Yea curse of darkness is a fitting name, because I yanked this horrid excuse for a SOTN follow-up out of my PS2 and slammed it right back in it’s case. It is “cursed” to be held in a “dark” case for the rest of its life. I would rather play one of my old games then give this awful, lazily put together game one more second of my time.


What can you say about Konami? They don’t stand behind their products. They issue CoD, it sucks, and they just don’t care. They are probably planning a 2% improvement for their next attempt at a 3D installment to the series. At this rate, we will finally have a respectable SOTN inspired 3D Castlevania in the year 2035. Too bad that by that time, God of War 2 will already be out, and too much of Castlevania’s fan-base will have converted. Konami—you don’t have 1,000 chances to get this thing right. You better get your act together if you are going to keep up these feeble attempts at success.

My advice, stick to the FORMULA. Make a Symphony of the Night 2 ----- make it 2D just like the PS1 version. If you want, you can spice it up with a Contra: Shattered Soldier layout. I think that is the best bet, the best 3D Castlevania to date has been the N64 one. LoI was just ok. And CoD officially marks the impending death of 3D Castlevania as we know it.


You have two choices here at happiness: Option 1) Go on eBay and buy Castlevania: Symphony of the Night for $50.00. You can probably get it new and sealed. If you’ve already played SOTN like I have, then go with option 2) Buy God of War used or new. This game is great, feel free to read my review on it if you need convincing.

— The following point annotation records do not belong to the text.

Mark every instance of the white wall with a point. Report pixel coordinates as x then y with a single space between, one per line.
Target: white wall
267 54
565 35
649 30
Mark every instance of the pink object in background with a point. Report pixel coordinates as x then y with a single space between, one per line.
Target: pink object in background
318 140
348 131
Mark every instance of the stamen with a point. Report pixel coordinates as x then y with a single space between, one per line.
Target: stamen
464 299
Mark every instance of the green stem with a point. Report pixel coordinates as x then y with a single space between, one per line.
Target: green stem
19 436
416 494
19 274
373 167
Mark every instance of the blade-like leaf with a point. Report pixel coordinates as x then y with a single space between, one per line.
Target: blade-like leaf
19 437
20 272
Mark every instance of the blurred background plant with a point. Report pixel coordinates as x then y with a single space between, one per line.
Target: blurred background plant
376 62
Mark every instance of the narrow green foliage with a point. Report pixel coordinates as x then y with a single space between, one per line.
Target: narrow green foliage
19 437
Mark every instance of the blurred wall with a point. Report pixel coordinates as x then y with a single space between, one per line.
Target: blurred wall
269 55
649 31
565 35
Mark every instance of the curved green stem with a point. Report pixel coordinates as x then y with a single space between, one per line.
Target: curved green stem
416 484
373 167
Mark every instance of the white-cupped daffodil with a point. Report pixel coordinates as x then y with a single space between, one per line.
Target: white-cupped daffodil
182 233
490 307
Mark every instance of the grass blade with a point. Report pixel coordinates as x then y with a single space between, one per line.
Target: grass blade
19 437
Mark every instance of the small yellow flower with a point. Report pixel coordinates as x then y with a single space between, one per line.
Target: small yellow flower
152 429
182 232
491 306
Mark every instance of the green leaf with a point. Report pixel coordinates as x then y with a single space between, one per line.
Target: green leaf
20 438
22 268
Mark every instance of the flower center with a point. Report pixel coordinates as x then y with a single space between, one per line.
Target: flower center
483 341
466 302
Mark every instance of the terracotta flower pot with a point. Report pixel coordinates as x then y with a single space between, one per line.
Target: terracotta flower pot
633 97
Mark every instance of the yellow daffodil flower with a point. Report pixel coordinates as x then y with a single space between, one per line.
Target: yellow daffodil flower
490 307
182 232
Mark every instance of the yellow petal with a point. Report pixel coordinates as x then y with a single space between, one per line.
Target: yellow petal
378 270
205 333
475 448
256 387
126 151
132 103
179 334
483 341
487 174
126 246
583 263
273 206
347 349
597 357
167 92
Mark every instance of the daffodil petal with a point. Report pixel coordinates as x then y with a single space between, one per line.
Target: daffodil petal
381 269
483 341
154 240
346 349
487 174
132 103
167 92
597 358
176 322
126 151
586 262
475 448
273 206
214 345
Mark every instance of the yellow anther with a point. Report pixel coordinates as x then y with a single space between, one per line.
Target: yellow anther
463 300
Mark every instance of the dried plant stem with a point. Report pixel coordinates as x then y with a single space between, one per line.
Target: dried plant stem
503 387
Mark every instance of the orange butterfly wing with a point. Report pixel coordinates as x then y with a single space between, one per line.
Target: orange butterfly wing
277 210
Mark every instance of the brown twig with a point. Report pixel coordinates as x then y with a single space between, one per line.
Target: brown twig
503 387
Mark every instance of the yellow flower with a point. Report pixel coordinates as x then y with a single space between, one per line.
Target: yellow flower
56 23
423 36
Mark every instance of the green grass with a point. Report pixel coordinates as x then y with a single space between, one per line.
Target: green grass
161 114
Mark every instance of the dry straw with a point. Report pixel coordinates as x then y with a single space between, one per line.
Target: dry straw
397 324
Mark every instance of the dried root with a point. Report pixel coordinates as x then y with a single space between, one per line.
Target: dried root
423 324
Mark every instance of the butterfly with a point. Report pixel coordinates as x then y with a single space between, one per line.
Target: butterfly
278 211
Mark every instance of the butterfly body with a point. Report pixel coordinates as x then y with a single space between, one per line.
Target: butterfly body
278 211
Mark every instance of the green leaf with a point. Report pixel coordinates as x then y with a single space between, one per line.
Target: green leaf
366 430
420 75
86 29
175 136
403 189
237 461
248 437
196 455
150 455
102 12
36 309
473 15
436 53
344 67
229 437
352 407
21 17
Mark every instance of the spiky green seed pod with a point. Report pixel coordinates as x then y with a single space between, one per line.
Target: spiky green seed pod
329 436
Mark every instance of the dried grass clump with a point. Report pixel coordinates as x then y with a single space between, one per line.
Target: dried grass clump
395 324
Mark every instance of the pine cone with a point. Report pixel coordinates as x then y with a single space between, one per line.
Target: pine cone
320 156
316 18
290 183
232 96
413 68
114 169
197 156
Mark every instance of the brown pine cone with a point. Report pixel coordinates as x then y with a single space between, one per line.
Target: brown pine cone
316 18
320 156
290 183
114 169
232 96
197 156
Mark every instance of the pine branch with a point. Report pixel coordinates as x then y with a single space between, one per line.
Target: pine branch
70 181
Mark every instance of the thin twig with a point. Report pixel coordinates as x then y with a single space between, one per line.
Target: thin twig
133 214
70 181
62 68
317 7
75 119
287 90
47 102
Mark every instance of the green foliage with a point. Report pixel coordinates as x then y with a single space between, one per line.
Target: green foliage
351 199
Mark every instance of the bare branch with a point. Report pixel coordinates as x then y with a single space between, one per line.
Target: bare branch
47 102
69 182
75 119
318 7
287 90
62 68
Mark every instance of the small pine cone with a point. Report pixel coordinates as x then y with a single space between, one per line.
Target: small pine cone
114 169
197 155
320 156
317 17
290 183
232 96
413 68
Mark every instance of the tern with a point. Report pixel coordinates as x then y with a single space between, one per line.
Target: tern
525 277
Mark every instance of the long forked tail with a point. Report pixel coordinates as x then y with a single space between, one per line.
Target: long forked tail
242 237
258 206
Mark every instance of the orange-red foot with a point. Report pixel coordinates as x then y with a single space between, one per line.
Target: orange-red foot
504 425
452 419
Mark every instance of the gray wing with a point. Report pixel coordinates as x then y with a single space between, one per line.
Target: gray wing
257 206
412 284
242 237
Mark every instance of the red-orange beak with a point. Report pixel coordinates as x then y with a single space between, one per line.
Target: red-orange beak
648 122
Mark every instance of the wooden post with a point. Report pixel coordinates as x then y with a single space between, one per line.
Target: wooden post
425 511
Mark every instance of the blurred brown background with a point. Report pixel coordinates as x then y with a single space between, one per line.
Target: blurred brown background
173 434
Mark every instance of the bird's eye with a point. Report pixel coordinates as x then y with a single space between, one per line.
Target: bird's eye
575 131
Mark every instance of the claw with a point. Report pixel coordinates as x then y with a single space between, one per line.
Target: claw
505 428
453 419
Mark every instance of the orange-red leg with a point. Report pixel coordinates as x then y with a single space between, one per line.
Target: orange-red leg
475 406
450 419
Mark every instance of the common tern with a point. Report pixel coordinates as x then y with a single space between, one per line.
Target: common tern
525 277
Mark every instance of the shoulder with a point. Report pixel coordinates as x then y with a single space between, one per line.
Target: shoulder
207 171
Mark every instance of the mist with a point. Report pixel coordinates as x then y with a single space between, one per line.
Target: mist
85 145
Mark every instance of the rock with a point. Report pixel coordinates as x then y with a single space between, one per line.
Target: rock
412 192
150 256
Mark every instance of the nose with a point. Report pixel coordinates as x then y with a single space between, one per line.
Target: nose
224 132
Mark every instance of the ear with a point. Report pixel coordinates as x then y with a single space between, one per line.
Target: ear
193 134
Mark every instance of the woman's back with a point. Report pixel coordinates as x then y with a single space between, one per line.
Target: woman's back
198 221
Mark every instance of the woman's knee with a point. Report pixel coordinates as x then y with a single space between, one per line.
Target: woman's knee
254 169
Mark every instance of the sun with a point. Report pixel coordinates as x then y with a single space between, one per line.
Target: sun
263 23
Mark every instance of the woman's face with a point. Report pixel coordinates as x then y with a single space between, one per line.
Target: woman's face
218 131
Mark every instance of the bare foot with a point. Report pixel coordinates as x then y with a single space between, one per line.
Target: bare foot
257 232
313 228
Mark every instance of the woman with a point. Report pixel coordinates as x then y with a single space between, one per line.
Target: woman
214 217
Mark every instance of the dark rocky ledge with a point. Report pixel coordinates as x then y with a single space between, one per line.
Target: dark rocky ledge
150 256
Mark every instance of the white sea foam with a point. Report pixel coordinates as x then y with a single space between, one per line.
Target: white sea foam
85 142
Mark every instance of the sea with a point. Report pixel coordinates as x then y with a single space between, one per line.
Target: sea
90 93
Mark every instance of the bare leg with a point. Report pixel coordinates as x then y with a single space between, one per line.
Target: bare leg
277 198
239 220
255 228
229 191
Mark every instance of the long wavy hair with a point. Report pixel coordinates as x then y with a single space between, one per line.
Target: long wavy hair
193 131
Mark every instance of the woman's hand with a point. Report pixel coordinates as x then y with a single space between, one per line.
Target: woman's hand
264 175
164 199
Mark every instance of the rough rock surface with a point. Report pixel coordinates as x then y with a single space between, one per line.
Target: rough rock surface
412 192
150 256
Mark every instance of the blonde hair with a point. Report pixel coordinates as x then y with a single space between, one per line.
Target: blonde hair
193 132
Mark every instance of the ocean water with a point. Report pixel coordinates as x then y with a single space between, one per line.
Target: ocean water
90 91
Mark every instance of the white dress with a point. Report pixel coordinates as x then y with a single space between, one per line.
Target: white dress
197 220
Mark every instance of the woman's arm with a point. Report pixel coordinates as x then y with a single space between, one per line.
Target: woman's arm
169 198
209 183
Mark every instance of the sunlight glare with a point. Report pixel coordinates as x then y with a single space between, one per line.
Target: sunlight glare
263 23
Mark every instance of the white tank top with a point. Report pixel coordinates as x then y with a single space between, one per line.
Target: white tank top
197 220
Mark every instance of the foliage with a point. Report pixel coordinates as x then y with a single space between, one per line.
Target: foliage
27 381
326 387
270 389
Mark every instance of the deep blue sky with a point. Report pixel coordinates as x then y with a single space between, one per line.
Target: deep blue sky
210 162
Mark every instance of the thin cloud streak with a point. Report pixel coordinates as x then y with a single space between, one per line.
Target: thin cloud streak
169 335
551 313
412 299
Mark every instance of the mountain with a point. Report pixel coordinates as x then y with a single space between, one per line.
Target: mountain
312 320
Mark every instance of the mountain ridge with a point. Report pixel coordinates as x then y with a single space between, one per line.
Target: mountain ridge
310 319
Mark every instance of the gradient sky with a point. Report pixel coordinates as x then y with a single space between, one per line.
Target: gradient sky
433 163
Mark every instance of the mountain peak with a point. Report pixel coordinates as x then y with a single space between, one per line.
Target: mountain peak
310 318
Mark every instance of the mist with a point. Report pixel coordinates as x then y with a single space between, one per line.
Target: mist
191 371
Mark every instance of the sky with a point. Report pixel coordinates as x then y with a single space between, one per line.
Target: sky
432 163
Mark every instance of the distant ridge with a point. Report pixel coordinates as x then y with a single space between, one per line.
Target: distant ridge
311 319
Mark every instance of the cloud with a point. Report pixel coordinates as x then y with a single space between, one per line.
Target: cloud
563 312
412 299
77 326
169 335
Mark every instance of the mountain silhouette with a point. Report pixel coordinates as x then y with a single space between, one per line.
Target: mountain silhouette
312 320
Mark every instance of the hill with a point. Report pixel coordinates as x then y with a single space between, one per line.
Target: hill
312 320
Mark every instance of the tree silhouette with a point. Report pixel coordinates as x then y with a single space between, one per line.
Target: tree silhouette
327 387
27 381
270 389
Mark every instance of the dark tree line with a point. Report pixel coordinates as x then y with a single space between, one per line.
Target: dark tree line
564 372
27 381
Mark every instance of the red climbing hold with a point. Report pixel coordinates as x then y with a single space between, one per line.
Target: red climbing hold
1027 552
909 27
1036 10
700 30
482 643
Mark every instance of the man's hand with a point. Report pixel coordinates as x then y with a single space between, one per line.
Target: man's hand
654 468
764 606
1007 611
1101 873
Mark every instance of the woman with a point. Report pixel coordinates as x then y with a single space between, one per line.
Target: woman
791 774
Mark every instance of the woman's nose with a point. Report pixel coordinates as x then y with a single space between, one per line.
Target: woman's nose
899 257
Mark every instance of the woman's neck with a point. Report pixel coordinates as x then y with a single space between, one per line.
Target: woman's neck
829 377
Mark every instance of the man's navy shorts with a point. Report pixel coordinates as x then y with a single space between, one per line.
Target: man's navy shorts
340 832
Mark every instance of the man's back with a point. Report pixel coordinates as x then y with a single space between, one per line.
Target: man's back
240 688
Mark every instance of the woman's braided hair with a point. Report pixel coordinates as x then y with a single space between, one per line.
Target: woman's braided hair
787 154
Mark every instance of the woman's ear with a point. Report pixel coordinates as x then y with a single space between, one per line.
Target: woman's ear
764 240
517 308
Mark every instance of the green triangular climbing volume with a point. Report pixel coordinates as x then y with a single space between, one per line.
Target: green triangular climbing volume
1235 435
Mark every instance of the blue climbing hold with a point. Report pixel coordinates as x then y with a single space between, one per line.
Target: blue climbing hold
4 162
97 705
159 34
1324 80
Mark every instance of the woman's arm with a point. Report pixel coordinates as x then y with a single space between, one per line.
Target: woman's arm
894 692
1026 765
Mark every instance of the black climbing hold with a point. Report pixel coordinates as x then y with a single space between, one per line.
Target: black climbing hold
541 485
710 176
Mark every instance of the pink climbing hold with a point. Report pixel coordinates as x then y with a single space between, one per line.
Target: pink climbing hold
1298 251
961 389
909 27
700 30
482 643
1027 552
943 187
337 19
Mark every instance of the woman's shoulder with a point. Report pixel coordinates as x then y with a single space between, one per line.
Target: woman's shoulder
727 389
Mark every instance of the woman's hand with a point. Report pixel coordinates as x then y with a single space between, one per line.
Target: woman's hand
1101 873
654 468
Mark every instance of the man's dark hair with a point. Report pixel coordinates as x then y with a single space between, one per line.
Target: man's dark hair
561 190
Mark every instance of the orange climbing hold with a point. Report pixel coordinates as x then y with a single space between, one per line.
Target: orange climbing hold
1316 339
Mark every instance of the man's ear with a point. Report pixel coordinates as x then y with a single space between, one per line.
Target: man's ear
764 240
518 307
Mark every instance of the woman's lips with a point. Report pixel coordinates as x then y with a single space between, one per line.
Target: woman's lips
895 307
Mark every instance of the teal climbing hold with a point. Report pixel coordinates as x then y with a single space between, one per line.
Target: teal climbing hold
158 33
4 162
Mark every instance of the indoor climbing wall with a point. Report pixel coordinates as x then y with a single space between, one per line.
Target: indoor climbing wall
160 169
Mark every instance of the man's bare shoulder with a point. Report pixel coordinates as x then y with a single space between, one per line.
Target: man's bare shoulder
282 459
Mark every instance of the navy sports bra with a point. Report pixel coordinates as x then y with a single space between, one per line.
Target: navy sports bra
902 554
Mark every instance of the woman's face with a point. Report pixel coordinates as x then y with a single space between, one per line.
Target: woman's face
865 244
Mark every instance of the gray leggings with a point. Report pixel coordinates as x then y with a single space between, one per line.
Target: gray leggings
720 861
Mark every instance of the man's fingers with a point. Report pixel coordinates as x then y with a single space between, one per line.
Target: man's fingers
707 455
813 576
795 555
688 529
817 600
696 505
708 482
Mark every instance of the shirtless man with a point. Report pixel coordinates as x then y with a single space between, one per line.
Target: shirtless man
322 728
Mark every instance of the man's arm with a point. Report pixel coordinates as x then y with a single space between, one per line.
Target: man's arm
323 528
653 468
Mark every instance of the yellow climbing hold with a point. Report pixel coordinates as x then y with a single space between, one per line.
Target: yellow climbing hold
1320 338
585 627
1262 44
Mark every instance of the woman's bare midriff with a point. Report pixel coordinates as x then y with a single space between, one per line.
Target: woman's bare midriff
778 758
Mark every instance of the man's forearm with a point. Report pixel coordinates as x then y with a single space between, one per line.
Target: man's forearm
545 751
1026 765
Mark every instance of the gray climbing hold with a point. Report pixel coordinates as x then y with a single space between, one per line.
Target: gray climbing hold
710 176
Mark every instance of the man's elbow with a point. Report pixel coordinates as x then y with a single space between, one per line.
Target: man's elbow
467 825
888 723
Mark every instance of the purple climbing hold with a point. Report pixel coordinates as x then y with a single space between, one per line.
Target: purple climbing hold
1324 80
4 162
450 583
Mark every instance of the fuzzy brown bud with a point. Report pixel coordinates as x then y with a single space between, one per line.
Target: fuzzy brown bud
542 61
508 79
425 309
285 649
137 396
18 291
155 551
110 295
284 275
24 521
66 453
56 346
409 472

Unfortunately for me, I have already taken option 1 and 2. So I am left with option “suck”---- or as some other people call it, option “I wasted $49.99 on the abysmal CoD and am embarrassed to store this title in my video game library.” At this point, playing LoI doesn’t sound like a bad idea at all!

Castlevania: Curse of Darkness earns a 2/10 score, purely based on the good story-line foundation, which Konami un-surprisingly managed to bungle.